Town of Falmouth Residential Customers
Did you know…
  • 69% of plastic bottles don’t get recycled?
  • Plastic bags can shut down an entire recycling plant?
  • Soggy items can spoil a whole load of recycling?
Single Stream Recycling is easy and convenient, which has helped drive increased participation, volume and landfill diversion rates. That convenience comes at a cost, however, as recycled materials are often contaminated. Consumers are sometimes confused about what is accepted at recycling facilities, and this is causing the recycling industry to experience high contamination rates.

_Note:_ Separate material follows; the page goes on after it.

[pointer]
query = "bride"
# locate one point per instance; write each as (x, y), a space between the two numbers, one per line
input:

What does that mean? Recycling contamination is when incorrect items or materials are put in the system or when the correct materials are prepared the wrong way (for example, food residue in containers, recyclables in plastic bags). In the end, contaminated recycling often gets rejected and sent to a landfill, resulting in a wasted recycling effort altogether. Nauset Disposal is dedicated to educating our customers on what can be recycled, preparation of items before they go into the bin, and what to do with items that cannot go in the bin, so we can be sure the materials we collect ARE recycled.

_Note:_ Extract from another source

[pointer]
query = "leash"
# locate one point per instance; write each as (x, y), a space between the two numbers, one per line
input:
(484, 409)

Here’s a list of the 5 most common contaminants for reference.
  1. Plastic Bags: Keep these out of your recycling container to ensure machines at the recycling facility don’t get clogged.
  2. Food Waste: Be sure to empty and rinse containers that held food well so there are no food remnants left.
  3. Hazardous Waste: Containers for paint, automotive fluids or pesticides should be disposed of separately. Check out the Barnstable County Cooperative Extension website for a town by town schedule of hazardous waste disposal.
  4. Frozen Food Containers: It may look like cardboard, but freezer boxes actually have an exterior coating that prevents it from being recyclable.
  5. Unrinsed or Metal Capped Glass: Be sure to rinse wine or beer bottles before adding them to your recycling bin, and if a glass container has a cap, put it into the bin separately (unattached).